Ratusan orang yang diamankan masih menjalani pemeriksaan. Hingga saat ini, belum ada yang dipulangkan.

Diterbitkan 28 Agustus 2026, 18:25 WIB
Share
Copy Link
Batalkan

Liputan6.com, Jakarta - Polisi mengamankan 322 orang setelah kericuhan terjadi di depan Gedung DPR/MPR, Jakarta, Kamis (27/8/2026). Ratusan orang tersebut masih menjalani pemeriksaan untuk mengetahui keterlibatan dan peran masing-masing dalam kericuhan.

Kabid Humas Polda Metro Jaya Kombes Pol Budi Hermanto mengatakan kericuhan terjadi setelah rangkaian penyampaian aspirasi berakhir.

Sebagian besar massa telah meninggalkan lokasi, tetapi kemudian muncul kelompok yang melakukan aksi vandalisme dan perusakan.

“Setelah rangkaian penyampaian aspirasi berakhir, sebagian besar massa meninggalkan lokasi, muncul sekelompok rusuh yang mengganggu situasi Kamtibmas. Yang mencoba melakukan perusakan, aksi-aksi vandalisme, serta melakukan pelemparan kepada petugas,” kata Budi kepada wartawan, Jumat (28/8/2026).

Polisi kemudian mengambil sejumlah langkah untuk menghentikan aksi vandalisme dan perusakan yang terjadi di sekitar Gedung DPR/MPR.

Dari 322 orang yang diamankan, sebanyak 162 orang merupakan dewasa berusia 18 hingga 40 tahun. Mereka ditangani Direktorat Reserse Kriminal Umum (Ditreskrimum) Polda Metro Jaya.

Sementara itu, 160 orang lainnya berusia 12 hingga 19 tahun. Mereka ditangani Direktorat Reserse Perempuan dan Anak serta Tindak Pidana Perdagangan Orang (Ditres PPA dan TPPO) Polda Metro Jaya.

Budi mengatakan seluruh orang yang diamankan masih menjalani pemeriksaan. Hingga saat ini, belum ada yang dipulangkan.

“Pemeriksaan dilakukan untuk mengetahui keterlibatan dan peran masing-masing berdasarkan fakta serta alat bukti yang tersedia,” ujarnya.

 

Sajam hingga Panah Disita

Dalam penanganan kericuhan tersebut, polisi turut menemukan sejumlah barang yang diduga berkaitan dengan aksi massa. Di antaranya golok, gunting, asahan pisau, 10 lembar PVC, ketapel, 19 mata panah, satu rantai besi, dan empat tongkat bambu.

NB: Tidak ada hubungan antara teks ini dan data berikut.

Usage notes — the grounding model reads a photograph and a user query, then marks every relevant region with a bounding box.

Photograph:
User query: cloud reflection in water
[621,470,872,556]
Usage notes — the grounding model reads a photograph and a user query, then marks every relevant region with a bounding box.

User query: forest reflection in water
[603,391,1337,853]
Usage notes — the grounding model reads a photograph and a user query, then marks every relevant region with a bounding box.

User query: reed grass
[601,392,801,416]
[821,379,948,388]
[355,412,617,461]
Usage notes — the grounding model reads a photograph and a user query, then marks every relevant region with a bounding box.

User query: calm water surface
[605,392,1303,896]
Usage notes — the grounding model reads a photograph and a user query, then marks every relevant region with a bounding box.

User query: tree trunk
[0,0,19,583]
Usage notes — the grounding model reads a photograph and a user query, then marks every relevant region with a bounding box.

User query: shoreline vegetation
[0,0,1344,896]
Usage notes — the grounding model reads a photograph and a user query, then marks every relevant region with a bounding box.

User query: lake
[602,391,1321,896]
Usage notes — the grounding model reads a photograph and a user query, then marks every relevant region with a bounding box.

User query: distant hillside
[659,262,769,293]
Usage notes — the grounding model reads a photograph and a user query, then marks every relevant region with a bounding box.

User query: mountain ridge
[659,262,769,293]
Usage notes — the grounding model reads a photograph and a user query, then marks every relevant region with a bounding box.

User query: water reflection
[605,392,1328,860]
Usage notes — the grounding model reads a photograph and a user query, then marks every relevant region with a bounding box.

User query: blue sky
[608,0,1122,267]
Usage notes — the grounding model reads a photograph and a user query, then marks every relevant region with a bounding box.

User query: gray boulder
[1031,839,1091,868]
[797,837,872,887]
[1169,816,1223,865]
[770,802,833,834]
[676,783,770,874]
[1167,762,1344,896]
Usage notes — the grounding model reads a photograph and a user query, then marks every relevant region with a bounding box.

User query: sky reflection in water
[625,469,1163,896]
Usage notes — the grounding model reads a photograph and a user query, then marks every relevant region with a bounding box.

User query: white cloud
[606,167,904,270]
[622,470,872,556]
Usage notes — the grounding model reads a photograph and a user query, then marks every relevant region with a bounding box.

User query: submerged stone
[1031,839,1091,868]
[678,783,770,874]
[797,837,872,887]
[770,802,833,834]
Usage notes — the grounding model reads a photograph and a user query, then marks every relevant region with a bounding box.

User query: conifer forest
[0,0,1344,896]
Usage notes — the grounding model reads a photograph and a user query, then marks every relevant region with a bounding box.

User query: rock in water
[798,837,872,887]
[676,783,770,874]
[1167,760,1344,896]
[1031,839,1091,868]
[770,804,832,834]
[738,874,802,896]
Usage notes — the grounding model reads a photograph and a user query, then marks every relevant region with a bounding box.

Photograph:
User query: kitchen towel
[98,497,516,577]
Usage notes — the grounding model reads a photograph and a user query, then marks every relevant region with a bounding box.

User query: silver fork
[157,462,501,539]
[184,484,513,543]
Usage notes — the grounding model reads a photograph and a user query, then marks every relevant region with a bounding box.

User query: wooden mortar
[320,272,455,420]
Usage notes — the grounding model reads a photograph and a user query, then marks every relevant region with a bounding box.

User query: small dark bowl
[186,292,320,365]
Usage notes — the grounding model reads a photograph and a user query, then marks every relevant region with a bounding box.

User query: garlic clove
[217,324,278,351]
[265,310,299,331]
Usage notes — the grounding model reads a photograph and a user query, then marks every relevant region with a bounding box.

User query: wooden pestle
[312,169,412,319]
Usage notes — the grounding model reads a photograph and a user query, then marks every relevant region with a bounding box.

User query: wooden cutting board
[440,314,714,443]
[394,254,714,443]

Polisi juga menemukan sebuah mobil pikap yang diduga sengaja diarahkan untuk menabrak anggota kepolisian saat proses pengamanan aksi penyampaian pendapat.

Selain itu, kericuhan menyebabkan sejumlah fasilitas umum milik pemerintah dan kepolisian mengalami kerusakan. Salah satunya pagar di sekitar Gedung DPR/MPR yang dibakar massa.

“Kerusakan-kerusakan yang mengikuti terkait tentang perusakan fasilitas umum milik pemerintah, milik kepolisian, termasuk pagar yang dibakar, ini juga dapat dikendalikan dan diamankan dengan baik,” kata Budi.